Use random.gauss. From the docs:
random.gauss(mu, sigma)
Gaussian distribution. mu is the mean, and sigma is the standard deviation. This is slightly
faster than the normalvariate() function defined below.
It seems to me that you can clamp the results of this, but that wouldn't make it a Gaussian distribution. I don't think you can satisfy all the constraints simultaneously. If you want to clamp it to the range [0, 10], you could get your numbers:
num = min(10, max(0, random.gauss(3, 4)))
But then the resulting distribution of numbers won't be truly Gaussian.

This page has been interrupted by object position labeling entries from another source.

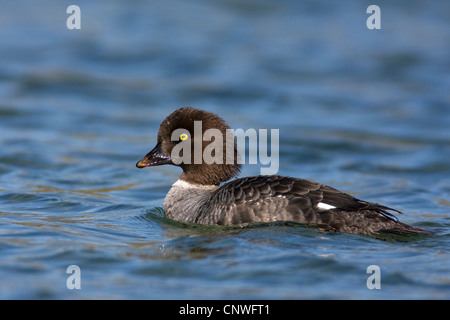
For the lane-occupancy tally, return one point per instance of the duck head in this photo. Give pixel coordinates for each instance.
(198, 142)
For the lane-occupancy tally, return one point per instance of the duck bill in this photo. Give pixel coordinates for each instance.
(154, 158)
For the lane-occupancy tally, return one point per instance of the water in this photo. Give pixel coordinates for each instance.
(366, 111)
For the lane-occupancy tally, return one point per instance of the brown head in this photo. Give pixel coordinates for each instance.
(198, 142)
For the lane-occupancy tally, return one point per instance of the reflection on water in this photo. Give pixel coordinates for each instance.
(366, 111)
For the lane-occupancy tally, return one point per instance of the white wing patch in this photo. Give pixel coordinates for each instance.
(321, 206)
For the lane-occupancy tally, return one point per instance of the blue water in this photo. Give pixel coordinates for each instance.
(365, 111)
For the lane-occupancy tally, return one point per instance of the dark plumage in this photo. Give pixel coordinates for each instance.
(197, 197)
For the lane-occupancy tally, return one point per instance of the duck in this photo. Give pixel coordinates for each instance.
(209, 192)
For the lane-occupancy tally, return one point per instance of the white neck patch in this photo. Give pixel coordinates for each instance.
(321, 206)
(187, 185)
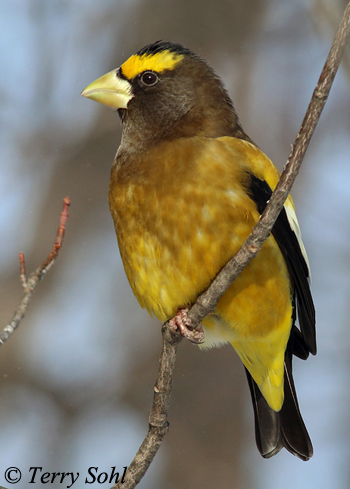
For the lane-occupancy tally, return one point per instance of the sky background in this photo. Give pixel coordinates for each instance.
(76, 379)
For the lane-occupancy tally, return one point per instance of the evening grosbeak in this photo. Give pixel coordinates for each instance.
(187, 186)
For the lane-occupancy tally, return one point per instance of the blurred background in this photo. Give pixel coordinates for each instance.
(76, 379)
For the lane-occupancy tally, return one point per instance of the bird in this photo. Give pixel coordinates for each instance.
(187, 186)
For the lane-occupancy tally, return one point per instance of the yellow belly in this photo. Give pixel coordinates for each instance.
(177, 226)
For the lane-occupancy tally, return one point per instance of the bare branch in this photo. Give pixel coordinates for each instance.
(207, 301)
(35, 277)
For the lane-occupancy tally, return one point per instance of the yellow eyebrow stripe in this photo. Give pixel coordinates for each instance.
(165, 60)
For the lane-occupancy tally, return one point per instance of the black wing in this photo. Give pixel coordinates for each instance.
(288, 243)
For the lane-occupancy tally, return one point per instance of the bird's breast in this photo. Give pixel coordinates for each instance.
(180, 214)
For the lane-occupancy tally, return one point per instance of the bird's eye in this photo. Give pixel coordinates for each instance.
(149, 78)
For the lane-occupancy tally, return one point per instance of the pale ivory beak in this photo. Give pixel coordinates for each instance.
(110, 90)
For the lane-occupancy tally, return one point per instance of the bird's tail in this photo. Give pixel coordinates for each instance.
(286, 428)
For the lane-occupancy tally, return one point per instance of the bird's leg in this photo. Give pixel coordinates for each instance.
(182, 323)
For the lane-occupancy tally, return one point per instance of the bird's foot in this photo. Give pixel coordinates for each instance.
(181, 323)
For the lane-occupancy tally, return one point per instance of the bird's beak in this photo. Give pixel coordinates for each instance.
(110, 90)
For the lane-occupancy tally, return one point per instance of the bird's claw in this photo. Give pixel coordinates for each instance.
(181, 323)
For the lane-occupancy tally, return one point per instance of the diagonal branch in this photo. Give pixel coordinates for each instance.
(207, 301)
(35, 277)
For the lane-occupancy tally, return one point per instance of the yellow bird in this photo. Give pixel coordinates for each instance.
(187, 186)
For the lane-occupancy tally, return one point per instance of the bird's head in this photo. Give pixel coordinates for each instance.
(166, 91)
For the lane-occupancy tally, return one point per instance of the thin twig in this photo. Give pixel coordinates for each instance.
(158, 425)
(208, 300)
(35, 277)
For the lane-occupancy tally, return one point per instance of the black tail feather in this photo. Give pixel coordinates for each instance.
(286, 428)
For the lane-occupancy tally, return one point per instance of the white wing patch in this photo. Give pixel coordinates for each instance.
(293, 222)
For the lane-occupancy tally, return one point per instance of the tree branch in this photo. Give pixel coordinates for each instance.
(35, 277)
(207, 301)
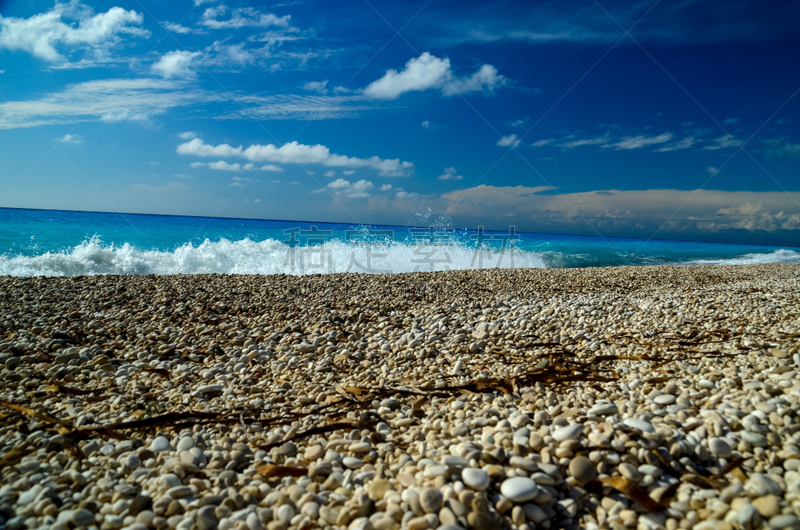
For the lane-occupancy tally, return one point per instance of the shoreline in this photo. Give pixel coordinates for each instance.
(611, 397)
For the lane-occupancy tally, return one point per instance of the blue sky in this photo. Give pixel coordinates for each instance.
(653, 119)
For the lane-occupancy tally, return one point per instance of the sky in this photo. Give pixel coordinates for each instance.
(667, 120)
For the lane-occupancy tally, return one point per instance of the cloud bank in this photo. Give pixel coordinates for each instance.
(297, 153)
(429, 72)
(68, 27)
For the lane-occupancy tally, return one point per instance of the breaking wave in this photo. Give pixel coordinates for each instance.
(93, 257)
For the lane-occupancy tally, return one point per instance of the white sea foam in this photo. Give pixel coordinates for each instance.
(776, 256)
(259, 257)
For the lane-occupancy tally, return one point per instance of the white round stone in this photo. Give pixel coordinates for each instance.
(352, 462)
(644, 426)
(603, 409)
(665, 399)
(519, 489)
(185, 443)
(475, 478)
(753, 438)
(159, 445)
(720, 447)
(568, 432)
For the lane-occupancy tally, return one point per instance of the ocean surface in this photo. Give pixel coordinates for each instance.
(62, 243)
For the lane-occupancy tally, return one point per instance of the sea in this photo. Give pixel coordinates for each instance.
(69, 243)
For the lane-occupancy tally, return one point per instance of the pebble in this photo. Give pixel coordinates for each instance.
(603, 409)
(720, 447)
(430, 500)
(519, 489)
(569, 432)
(300, 348)
(475, 478)
(582, 469)
(642, 425)
(159, 445)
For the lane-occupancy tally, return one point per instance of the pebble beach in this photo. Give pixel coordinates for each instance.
(610, 398)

In this case, it seems you can't have your cake and eat it, too.
There's probably a better way to do this, but this is the function I ended up creating to solve this problem:
import random
def trunc_gauss(mu, sigma, bottom, top):
a = random.gauss(mu,sigma))
while (bottom <= a <= top) == False:
a = random.gauss(mu,sigma))
return a
If we break it down line by line:
import random
This allows us to use functions from the random library, which includes a gaussian random number generator (random.gauss).
def trunc_gauss(mu, sigma, bottom, top):
The function arguments allow us to specify the mean (mu) and variance (sigma), as well as the top and bottom of our desired range.
a = random.gauss(mu,sigma))
Inside the function, we generate an initial random number according to a gaussian distribution.
while (bottom <= a <= top) == False:
a = random.gauss(mu,sigma))
Next, the while loop checks if the number is within our specified range, and generates a new random number as long as the current number is outside our range.
return a
As soon as the number is inside our range, the while loop stops running and the function returns the number.
This should give a better approximation of a gaussian distribution, since we don't artificially inflate the top and bottom boundaries of our range by rounding up or down the outliers.
I'm quite new to Python, so there are most probably simpler ways, but this worked for me.
I was working on some numerical analytical computation and I ran into this python tutorial site - http://www.python-course.eu/weighted_choice_and_sample.php
Now, this is what I proffer as a solution should anyone be too busy as to not hit the site. I don't know how many gaussian values you need so I'll go with 100 as n, mu you gave as 3 and variance as 4 which makes sigma = 2. Here's the code:
from random import gauss
n = 100
values = []
frequencies = {}
while len(values) < n:
value = gauss(3, 2)
if 0 < value < 10:
frequencies[int(value)] = frequencies.get(int(value), 0) + 1
values.append(value)
print(values)
I hope this helps. You can get the plot as well. It's all in the tutorials.
If you have a small range of integers, you can create a list with a gaussian distribution of the numbers within that range and then make a random choice from it.
You can use minimalistic code for 150 variables:
import numpy as np
s = np.random.normal(3,4,150) #<= mean = 3, variance = 4
print(s)
Normal distribution is another like random, stochastic distribution. So, we can check it by:
import seaborn as sns
import matplotlib.pyplot as plt
AA1_plot = sns.distplot(s, kde=True, rug=False)
plt.show()
import numpy as np
from random import uniform
from scipy.special import erf,erfinv
import math
def trunc_gauss(mu, sigma,xmin=np.nan,xmax=np.nan):
"""Truncated Gaussian distribution.
mu is the mean, and sigma is the standard deviation.
"""
if np.isnan(xmin):
zmin=0
else:
zmin = erf((xmin-mu)/sigma)
if np.isnan(xmax):
zmax=1
else:
zmax = erf((xmax-mu)/sigma)
y = uniform(zmin,zmax)
z = erfinv(y)
# This will not come up often but if y >= 0.9999999999999999
# due to the truncation of the ervinv function max z = 5.805018683193454
while math.isinf(z):
z = erfinv(uniform(zmin,zmax))
return mu + z*sigma